An oil on canvas from 1920 now worth about $1 million, "Le Jardin" depicts a garden of white roses.

It was stolen from the museum on May 11th, 1987, when a thief or thieves broke in with a sledgehammer and made off with the painting in the early hours of the morning.

"We're going to put it on display for two weeks, then take it into the studio for closer examination,” Birnbaum said.

The painting was returned from London, where it was recovered, in a crate that was opened in front of the media in Sweden.

Although the painting had been at large for two and a half decades, it still had the same frame as at the time of the heist, albeit somewhat battered.

The painting itself appears to be in good condition, but the museum's chief curator, Lars Byström, pointed out that a corner of a church tower in the background had been marred.

The work was found when an art dealer based in the UK ran it through the Art Loss Register, a global database of stolen art, which was standard practice before a sale. He was selling the work on behalf of an elderly man in Poland who had owned it since the 1990s.

The ARL identified the painting as the one stolen from the Swedish museum.

The painting's whereabouts since 1987 remain shrouded in mystery.
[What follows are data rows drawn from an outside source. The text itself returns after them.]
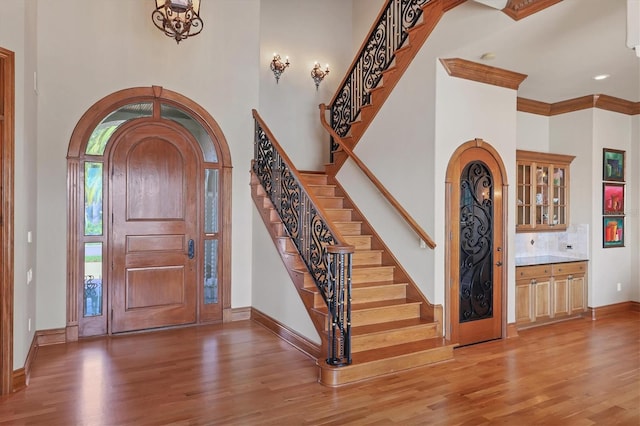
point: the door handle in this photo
(191, 249)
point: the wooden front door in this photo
(476, 252)
(154, 228)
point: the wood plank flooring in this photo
(578, 372)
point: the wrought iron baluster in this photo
(376, 55)
(312, 236)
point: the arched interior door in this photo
(154, 189)
(476, 250)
The Polish man has requested confidentiality and has not disclosed how he acquired it.

But the dealer, Charles Roberts, said the man had bought it "in good faith"and "for a substantial sum".
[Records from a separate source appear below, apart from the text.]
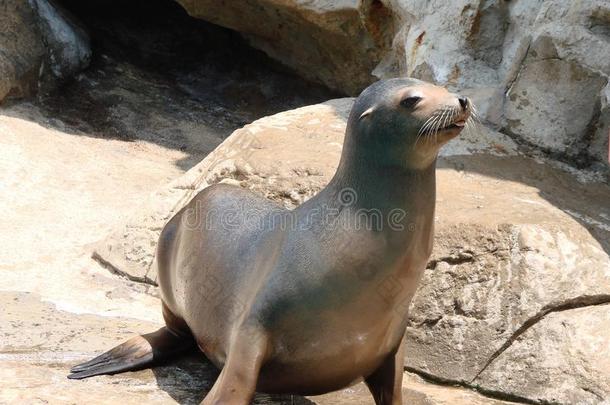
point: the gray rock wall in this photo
(40, 46)
(537, 69)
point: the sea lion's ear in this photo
(367, 112)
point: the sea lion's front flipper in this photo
(237, 381)
(386, 382)
(135, 354)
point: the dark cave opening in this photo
(159, 75)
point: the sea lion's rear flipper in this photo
(135, 354)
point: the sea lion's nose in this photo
(463, 102)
Byström, the chief curator, believes that the painting "has most probably been moved around a lot." He said the painting had been in Germany for a while, but provided no further details.

He also noted that it must have been kept in a climate similar to that in Sweden for the lion’s share of its absence.

"If it had been in a warmer and more humid climate, it would have been affected," he said.

After the painting has been shown for two weeks and Byström begins to examine it, the museum hopes a more detailed study of the canvas could shed light on its whereabouts since 1987.

In May, "Le Jardin" will go on display as part of an exhibit on French pre-modernist painters, Birnbaum said.

The statute of limitations on the theft expired in 1997.